Q: How did you know you were choosing the right investors? What have they brought to the company?

Pitching as part of an all-female founder team, specifically founders of color, on a problem related to women and caregivers in the workplace felt like we were constantly trying to translate a foreign language into one that was understood by investors. Therefore, when we met Niki Pezeshki (a partner at Felicis Ventures), it was so obvious–even easy–to talk about our vision. 

He led our Seed round and even before he was a father himself, and before COVID upended our lives, he could see that working parents is a category worth investing in. I believe we had nearly 90 meetings with VCs before Niki took a chance on us and paved a much easier path to our next funding rounds. It’s his early belief in our company that has led us to where we are today: A Series B company working with top employers around the world. 

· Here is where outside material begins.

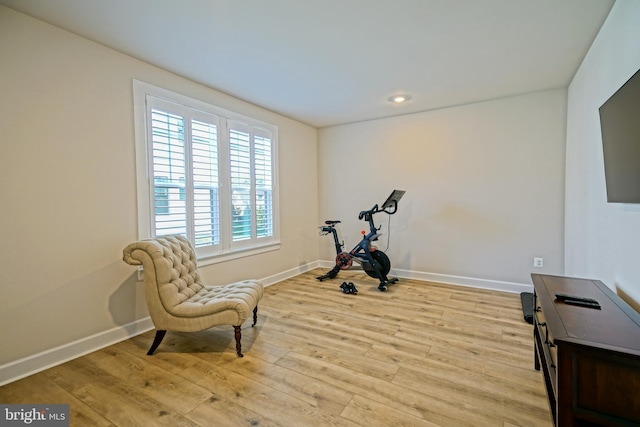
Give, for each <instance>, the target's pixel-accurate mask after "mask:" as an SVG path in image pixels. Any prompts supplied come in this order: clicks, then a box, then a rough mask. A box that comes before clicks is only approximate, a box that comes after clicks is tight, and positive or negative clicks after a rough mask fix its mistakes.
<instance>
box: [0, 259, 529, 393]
mask: <svg viewBox="0 0 640 427" xmlns="http://www.w3.org/2000/svg"><path fill="white" fill-rule="evenodd" d="M334 265H335V264H334V262H333V261H314V262H311V263H307V264H302V265H300V266H298V267H296V268H292V269H290V270H287V271H283V272H281V273H278V274H274V275H272V276H268V277H265V278H263V279H261V281H262V283H263V284H264V285H265V286H270V285H273V284H275V283H278V282H281V281H283V280H286V279H289V278H291V277H295V276H297V275H298V274H302V273H305V272H307V271H310V270H313V269H315V268H319V267H322V268H333V266H334ZM390 276H392V277H400V278H405V279H415V280H424V281H429V282H437V283H445V284H450V285H459V286H469V287H474V288H481V289H491V290H497V291H503V292H511V293H520V292H532V291H533V286H532V285H530V284H522V283H510V282H501V281H496V280H486V279H476V278H472V277H460V276H451V275H446V274H436V273H426V272H421V271H411V270H402V269H391V273H390ZM153 328H154V326H153V323H152V322H151V319H150V318H149V317H146V318H144V319H140V320H137V321H135V322H132V323H129V324H127V325H124V326H121V327H117V328H113V329H110V330H108V331H105V332H101V333H98V334H95V335H91V336H89V337H86V338H82V339H80V340H77V341H74V342H71V343H68V344H64V345H61V346H59V347H56V348H53V349H50V350H46V351H43V352H41V353H38V354H34V355H32V356H28V357H25V358H22V359H19V360H16V361H13V362H10V363H7V364H4V365H1V366H0V386H3V385H5V384H8V383H10V382H13V381H17V380H19V379H21V378H24V377H27V376H29V375H33V374H35V373H37V372H41V371H44V370H45V369H48V368H51V367H54V366H57V365H60V364H62V363H64V362H67V361H69V360H73V359H75V358H77V357H80V356H84V355H85V354H89V353H92V352H94V351H96V350H99V349H101V348H104V347H108V346H110V345H113V344H116V343H118V342H120V341H124V340H126V339H129V338H132V337H134V336H136V335H140V334H142V333H144V332H147V331H150V330H152V329H153Z"/></svg>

Q: What do you find most rewarding about your experience as a founder so far?

As Cleo’s chief medical officer, my job is to do what’s right, substantive, and deep to support our mission and vision. Whether that means maximizing the health and wellness of mothers and babies, ensuring parents of all kinds can have the career and life they want, or ensuring that anti-racism and inclusivity is an active part of our product experience. 

Most importantly, I am grateful to work with such a talented and grounded team that has taken the tiny kernel of what I helped plant five years ago and grow it into an incredible organization.


*I use women as a term to describe cis-women, but honor and seek to elevate the experiences of trans-women, nonbinary individuals, and/or anyone who expresses their gender in a feminine way.